Malcolm timed his trip to Tucson so he would get to the medical plaza off Oracle a little before lunchtime when, he hoped, the doctor would be free.
In the office, babies were crying. A red-haired middle-aged woman came to the sliding window and slid it open. ‘Hi there! How can I help you?’
‘I’m not a patient—’ he began.
The woman’s mouth twitched. ‘Yes,’ she said. ‘I can see that.’

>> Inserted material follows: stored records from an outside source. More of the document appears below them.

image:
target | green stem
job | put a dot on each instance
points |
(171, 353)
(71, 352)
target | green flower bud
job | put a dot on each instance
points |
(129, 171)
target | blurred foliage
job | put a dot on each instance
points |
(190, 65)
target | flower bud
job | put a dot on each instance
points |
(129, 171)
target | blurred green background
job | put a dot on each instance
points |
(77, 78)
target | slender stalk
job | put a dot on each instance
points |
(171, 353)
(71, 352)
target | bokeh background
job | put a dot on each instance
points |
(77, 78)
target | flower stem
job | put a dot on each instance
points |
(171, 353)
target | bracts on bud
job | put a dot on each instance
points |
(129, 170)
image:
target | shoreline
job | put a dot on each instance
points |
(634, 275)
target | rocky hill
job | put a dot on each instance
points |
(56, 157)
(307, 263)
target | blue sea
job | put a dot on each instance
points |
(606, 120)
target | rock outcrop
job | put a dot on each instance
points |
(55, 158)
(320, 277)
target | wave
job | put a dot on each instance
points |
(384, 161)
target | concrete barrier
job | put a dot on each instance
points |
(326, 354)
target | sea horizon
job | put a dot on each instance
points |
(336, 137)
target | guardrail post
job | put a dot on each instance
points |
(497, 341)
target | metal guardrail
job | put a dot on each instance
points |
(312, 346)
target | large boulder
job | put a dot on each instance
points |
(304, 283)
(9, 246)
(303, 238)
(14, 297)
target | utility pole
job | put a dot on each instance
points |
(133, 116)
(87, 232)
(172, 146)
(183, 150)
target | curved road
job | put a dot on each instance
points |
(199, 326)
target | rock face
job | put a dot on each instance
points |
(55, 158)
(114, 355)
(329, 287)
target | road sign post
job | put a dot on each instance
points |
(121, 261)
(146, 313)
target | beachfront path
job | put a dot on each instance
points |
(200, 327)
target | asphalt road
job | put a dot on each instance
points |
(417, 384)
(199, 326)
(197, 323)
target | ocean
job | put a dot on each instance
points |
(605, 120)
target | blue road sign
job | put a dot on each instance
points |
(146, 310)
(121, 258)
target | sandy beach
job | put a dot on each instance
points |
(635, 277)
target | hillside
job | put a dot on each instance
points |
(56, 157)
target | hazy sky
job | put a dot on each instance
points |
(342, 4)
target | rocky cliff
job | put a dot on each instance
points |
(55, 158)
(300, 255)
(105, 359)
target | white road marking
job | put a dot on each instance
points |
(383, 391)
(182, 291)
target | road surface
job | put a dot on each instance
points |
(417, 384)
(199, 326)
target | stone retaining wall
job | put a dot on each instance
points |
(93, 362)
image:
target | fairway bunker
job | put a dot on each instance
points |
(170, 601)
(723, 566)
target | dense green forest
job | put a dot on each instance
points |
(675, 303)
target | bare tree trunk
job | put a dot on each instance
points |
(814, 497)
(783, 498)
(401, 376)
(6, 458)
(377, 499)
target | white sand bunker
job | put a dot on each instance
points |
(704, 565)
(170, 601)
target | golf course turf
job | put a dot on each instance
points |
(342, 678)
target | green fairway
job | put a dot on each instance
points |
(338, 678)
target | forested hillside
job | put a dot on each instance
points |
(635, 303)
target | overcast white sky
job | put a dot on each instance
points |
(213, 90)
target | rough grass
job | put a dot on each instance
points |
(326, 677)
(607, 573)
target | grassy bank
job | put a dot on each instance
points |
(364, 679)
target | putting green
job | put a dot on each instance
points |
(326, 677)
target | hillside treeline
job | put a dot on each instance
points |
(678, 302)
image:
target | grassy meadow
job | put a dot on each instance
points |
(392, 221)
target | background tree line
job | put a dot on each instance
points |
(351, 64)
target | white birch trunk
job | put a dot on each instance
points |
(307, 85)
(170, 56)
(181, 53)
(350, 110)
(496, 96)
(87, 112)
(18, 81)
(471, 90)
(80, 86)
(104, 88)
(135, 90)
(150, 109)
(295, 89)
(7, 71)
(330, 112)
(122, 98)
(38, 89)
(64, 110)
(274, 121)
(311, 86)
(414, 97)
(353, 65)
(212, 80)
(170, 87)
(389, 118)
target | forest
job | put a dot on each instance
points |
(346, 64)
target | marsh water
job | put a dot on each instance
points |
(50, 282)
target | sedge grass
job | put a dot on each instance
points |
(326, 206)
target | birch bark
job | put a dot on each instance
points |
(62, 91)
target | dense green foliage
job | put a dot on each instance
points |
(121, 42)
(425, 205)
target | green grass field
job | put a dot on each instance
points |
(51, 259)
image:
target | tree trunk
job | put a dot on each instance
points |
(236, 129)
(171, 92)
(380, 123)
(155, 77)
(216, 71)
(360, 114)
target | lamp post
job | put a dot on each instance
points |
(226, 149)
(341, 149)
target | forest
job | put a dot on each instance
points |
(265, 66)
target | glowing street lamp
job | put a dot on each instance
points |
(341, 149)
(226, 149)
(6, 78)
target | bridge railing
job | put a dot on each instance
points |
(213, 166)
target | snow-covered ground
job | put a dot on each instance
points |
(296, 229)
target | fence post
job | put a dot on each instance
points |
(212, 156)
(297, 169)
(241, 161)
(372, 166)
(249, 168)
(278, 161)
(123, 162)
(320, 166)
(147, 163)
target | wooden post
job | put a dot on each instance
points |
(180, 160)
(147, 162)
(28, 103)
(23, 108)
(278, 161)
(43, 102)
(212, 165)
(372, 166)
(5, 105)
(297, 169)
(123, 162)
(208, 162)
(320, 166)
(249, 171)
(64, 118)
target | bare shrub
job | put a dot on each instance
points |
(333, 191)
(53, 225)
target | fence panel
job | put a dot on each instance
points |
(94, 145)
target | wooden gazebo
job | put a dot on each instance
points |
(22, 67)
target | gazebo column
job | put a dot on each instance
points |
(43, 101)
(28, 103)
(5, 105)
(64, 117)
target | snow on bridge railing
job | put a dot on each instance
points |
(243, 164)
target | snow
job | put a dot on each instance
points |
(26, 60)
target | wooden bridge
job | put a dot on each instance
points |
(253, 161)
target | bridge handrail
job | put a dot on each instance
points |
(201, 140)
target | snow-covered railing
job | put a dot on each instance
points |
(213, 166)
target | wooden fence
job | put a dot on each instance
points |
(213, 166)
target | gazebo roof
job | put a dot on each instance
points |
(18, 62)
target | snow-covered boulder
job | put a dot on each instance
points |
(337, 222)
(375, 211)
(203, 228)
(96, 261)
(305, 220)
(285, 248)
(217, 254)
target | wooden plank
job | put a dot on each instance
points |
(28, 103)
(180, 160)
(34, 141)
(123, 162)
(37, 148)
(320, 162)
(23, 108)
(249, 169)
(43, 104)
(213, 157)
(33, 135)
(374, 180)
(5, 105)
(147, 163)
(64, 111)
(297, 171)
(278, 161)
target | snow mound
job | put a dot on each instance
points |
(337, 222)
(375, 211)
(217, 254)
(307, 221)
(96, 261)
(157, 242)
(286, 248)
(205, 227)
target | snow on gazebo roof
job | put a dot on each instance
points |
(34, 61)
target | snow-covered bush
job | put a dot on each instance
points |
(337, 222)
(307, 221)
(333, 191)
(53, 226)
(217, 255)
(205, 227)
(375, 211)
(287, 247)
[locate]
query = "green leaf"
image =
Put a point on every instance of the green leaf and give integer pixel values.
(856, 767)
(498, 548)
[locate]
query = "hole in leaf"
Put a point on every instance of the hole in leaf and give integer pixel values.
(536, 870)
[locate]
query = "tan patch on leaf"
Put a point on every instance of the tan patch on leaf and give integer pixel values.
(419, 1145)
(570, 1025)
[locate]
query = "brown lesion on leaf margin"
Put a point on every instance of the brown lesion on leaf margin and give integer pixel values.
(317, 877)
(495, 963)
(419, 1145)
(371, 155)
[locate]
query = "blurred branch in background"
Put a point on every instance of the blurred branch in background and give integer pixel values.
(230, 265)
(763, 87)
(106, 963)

Malcolm smiled. ‘My name’s Malcolm MacGregor. The doctor doesn’t know me, but we have a friend in common, Rose Kelly. She suggested I look him up, and I’m only in town briefly. I was hoping, maybe during his lunch hour, I could have a word.’
‘Hold on.’
Babies cried some more, mothers fussed. The woman came back in a minute. ‘Half an hour – he’ll meet you out in the courtyard by the fountain. How’s that?’
‘Just fine.’
Malcolm went and sat in the courtyard. Birds twittered. A lizard did push-ups on the rim of the fountain. From time to time Malcolm glanced at his watch. Half an hour went by, forty-five minutes, then just at the hour a man carrying a brown paper bag came out of Dr Paul Sanger’s office. He wore a pink shirt and khakis and didn’t look like the man Malcolm had seen in the courtroom because he was wearing wire-rimmed glasses, instead of the big black ones. Malcolm imagined somewhere a Mrs Sanger, saying, ‘Honey, you’ve got to get rid of those ugly glasses.’